Abortion

Judges Block The Latest Bad Faith Attempts to Ban Abortion

Written by SK Ashby

Sure, there's a deadly pandemic sweeping the globe but that won't stop Republican lawmakers from trying to ban abortion or, in this case, even using the pandemic to justify banning abortion.

Republican officials in multiple states have used that stay-at-home orders to ban abortion by declaring that abortion is not an "essential" service, but judges in multiple states blocked several of the bans yesterday.

The Texas lawsuit was filed last Wednesday after clinics said they were forced to cancel hundreds of appointments for abortions across the state.

Abortion providers in Ohio, Iowa, Alabama and Oklahoma filed similar litigation on Monday to block state officials from using coronavirus-related orders to limit abortion availability.
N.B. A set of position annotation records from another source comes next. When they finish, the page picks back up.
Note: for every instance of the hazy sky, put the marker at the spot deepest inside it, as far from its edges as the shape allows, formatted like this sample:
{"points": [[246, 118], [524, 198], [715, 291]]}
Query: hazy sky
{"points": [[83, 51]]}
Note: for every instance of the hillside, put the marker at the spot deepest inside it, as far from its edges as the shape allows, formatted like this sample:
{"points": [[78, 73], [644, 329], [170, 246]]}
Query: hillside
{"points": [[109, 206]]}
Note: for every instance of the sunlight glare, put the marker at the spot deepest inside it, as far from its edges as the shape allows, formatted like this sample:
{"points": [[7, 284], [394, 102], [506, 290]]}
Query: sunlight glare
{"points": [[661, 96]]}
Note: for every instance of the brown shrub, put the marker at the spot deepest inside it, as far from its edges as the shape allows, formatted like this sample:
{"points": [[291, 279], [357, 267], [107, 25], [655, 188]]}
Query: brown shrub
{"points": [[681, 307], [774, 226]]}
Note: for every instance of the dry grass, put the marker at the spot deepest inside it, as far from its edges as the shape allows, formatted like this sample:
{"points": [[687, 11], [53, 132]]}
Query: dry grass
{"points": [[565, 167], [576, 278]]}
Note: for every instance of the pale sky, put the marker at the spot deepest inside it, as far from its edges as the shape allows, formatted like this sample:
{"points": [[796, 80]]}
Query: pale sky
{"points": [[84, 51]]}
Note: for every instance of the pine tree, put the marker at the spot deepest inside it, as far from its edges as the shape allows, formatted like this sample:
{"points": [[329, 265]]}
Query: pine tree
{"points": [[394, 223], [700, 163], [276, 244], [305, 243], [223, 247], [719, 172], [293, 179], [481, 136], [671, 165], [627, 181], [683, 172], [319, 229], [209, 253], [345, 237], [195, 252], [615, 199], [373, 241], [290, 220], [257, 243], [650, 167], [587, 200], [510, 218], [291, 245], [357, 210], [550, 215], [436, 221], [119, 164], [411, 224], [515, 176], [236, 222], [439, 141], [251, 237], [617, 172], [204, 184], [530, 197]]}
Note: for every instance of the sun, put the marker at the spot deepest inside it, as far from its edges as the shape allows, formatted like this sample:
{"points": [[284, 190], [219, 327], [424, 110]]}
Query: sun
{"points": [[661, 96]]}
Judges in Ohio and Alabama issued orders later on Monday blocking the states from enforcing the coronavirus-related restrictions against abortion providers.
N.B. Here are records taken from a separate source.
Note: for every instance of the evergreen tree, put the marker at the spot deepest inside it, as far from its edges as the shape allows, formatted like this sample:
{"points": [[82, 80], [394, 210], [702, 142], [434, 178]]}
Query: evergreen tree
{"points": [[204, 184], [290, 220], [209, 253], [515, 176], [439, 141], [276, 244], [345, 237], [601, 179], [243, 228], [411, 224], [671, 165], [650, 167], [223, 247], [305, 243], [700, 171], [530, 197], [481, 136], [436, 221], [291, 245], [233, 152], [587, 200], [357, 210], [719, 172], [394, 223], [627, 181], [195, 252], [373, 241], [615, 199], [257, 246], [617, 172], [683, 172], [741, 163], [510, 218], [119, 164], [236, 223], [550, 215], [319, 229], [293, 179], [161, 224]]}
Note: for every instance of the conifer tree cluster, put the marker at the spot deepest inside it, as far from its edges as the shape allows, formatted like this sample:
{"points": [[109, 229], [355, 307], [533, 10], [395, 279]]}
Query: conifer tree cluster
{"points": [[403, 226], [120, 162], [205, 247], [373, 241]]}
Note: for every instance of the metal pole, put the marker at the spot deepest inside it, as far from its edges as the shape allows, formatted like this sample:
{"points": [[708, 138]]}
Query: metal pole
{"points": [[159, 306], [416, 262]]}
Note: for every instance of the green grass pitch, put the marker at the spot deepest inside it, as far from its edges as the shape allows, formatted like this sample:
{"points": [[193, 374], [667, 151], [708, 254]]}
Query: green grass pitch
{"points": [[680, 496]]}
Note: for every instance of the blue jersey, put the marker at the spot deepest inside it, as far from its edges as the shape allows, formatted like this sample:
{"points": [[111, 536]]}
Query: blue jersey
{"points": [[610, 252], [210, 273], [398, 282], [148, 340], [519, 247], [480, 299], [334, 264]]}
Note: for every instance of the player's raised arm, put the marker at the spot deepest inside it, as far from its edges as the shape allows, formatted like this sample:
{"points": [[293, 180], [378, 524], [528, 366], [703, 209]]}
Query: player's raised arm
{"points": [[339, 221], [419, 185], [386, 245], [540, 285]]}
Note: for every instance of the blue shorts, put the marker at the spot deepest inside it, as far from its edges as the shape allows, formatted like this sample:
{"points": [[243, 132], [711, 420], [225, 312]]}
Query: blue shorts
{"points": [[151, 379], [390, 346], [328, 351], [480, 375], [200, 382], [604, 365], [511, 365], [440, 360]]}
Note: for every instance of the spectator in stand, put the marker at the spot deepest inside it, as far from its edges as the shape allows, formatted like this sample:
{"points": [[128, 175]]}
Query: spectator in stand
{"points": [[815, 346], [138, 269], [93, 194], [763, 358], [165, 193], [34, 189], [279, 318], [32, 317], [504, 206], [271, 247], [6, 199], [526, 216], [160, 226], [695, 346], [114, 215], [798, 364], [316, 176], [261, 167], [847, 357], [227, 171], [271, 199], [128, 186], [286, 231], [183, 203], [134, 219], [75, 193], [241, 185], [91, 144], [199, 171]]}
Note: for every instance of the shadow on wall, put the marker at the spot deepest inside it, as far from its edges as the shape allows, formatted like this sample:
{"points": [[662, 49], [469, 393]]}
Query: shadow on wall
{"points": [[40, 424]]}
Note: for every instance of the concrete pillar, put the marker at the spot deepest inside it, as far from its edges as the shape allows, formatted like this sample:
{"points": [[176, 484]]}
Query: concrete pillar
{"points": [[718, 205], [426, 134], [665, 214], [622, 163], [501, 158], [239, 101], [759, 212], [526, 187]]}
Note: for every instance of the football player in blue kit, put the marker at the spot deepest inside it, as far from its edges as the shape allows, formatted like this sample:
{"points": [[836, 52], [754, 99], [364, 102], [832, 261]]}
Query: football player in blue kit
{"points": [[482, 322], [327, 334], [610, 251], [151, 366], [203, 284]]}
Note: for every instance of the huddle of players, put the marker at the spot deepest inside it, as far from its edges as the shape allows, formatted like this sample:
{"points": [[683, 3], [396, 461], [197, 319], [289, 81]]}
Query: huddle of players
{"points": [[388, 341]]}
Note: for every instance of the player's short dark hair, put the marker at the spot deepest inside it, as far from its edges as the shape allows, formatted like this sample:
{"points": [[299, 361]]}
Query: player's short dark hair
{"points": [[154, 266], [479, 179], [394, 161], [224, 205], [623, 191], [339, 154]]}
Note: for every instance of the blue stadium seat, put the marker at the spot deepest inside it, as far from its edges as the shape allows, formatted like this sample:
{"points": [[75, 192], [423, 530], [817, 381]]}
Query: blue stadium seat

Pregnancy is both life-changing and potentially life-threatening and that actually makes it far more "essential" than most procedures especially during a deadly pandemic that has already changed life as we know it.

Pregnancy and abortion are also time sensitive and that's especially true in these same states that have imposed various time restrictions and tightened the window of legal opportunity to obtain an abortion.
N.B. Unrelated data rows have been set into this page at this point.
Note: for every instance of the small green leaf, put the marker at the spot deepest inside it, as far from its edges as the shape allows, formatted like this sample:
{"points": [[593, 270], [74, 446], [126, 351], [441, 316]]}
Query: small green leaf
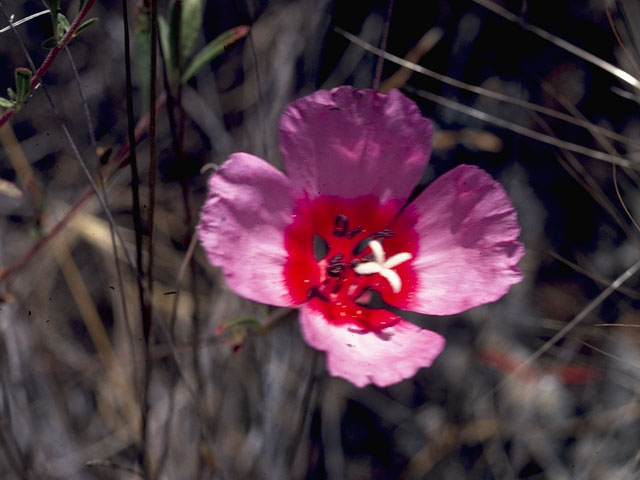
{"points": [[213, 49], [142, 50], [50, 42], [165, 43], [84, 25], [63, 26], [5, 103], [23, 83], [10, 189], [190, 26]]}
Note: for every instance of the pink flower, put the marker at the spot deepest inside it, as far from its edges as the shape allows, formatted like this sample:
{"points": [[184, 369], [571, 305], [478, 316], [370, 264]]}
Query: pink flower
{"points": [[352, 159]]}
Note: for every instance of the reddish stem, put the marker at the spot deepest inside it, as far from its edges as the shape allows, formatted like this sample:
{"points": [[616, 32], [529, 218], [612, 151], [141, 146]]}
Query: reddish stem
{"points": [[53, 53], [117, 162]]}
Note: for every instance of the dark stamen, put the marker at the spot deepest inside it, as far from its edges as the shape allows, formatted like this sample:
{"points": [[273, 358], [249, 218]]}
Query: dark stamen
{"points": [[315, 292], [354, 232], [341, 224], [382, 234], [335, 270], [336, 266], [335, 259]]}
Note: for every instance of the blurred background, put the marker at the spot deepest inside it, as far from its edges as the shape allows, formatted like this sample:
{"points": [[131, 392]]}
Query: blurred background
{"points": [[542, 384]]}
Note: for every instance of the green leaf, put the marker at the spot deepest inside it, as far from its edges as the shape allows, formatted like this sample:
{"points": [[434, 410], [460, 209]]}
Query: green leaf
{"points": [[84, 25], [190, 26], [142, 51], [63, 26], [10, 189], [23, 83], [50, 43], [165, 43], [213, 49], [5, 103]]}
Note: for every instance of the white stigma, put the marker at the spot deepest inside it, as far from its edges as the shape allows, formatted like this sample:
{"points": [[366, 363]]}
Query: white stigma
{"points": [[383, 266]]}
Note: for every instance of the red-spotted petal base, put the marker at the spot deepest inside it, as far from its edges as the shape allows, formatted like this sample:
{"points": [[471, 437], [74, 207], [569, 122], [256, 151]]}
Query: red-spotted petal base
{"points": [[347, 226]]}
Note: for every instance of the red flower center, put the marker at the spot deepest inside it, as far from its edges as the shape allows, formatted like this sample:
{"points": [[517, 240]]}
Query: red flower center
{"points": [[360, 248]]}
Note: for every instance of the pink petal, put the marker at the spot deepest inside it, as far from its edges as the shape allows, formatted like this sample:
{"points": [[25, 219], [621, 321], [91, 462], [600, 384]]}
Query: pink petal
{"points": [[468, 253], [242, 225], [351, 143], [385, 357]]}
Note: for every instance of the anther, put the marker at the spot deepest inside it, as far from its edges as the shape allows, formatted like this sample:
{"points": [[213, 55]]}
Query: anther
{"points": [[341, 224]]}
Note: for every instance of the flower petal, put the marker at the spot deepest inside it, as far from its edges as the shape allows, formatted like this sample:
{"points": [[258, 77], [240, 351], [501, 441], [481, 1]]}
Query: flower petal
{"points": [[351, 143], [468, 253], [362, 357], [242, 226]]}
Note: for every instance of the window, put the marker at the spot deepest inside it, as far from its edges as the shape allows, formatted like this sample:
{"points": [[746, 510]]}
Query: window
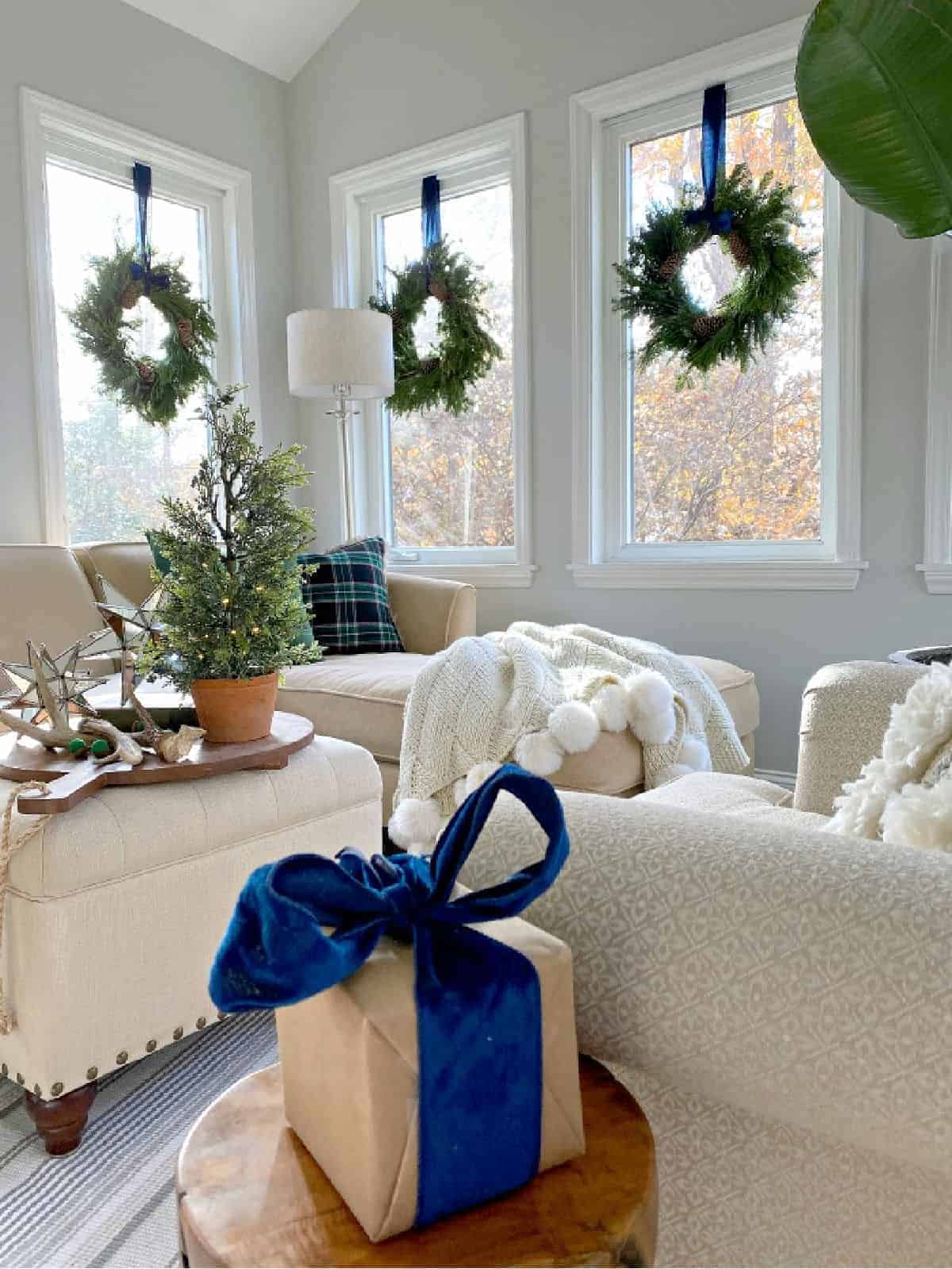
{"points": [[105, 468], [450, 494], [742, 479], [937, 566]]}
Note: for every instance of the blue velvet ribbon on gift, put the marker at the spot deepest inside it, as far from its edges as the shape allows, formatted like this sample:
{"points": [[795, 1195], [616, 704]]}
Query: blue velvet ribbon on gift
{"points": [[141, 269], [714, 152], [479, 1012]]}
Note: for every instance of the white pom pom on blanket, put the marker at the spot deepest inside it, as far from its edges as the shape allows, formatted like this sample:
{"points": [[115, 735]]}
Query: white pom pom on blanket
{"points": [[611, 706], [539, 753], [416, 824], [651, 699], [574, 726]]}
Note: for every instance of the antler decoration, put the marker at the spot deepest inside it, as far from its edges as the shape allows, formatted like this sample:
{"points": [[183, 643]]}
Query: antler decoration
{"points": [[50, 686], [171, 747]]}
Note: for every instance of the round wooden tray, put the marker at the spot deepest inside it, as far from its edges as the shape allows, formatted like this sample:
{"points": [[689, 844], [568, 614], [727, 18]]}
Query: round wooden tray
{"points": [[22, 759]]}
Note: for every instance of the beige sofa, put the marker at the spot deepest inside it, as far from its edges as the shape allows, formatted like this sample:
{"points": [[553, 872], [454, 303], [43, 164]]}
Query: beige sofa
{"points": [[48, 593], [780, 999]]}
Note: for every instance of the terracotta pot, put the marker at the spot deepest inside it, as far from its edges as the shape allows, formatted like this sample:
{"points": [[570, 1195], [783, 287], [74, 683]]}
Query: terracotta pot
{"points": [[234, 711]]}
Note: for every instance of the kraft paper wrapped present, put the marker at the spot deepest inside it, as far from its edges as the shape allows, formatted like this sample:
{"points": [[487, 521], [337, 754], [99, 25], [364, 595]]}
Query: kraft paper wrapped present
{"points": [[427, 1036]]}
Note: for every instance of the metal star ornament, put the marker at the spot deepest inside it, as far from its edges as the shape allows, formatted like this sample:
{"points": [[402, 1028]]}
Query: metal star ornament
{"points": [[137, 623], [132, 627], [57, 675]]}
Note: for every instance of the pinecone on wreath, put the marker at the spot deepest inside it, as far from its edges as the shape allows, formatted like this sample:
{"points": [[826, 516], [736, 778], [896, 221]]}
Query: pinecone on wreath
{"points": [[131, 296], [739, 248], [708, 325]]}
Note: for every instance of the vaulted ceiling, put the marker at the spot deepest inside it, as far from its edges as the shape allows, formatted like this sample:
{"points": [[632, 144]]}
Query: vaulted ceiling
{"points": [[276, 36]]}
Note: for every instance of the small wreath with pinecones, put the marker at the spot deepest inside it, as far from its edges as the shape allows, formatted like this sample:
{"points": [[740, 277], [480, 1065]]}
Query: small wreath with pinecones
{"points": [[466, 351], [772, 269], [154, 389]]}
The idea that abortion services will somehow materially drain critical resources during the pandemic is clearly a bad faith embellishment particularly in the state of Texas where so few clinics remain in operation and the outbreak has not become acute yet. And even in the event that Texas becomes the next epicenter of the pandemic, that wouldn't justify throwing women under the bus.

Texas Attorney General Ken Paxton -- who was indicted for securities fraud because he lobbied fellow lawmakers into buying phony stocks -- has already appealed the ruling.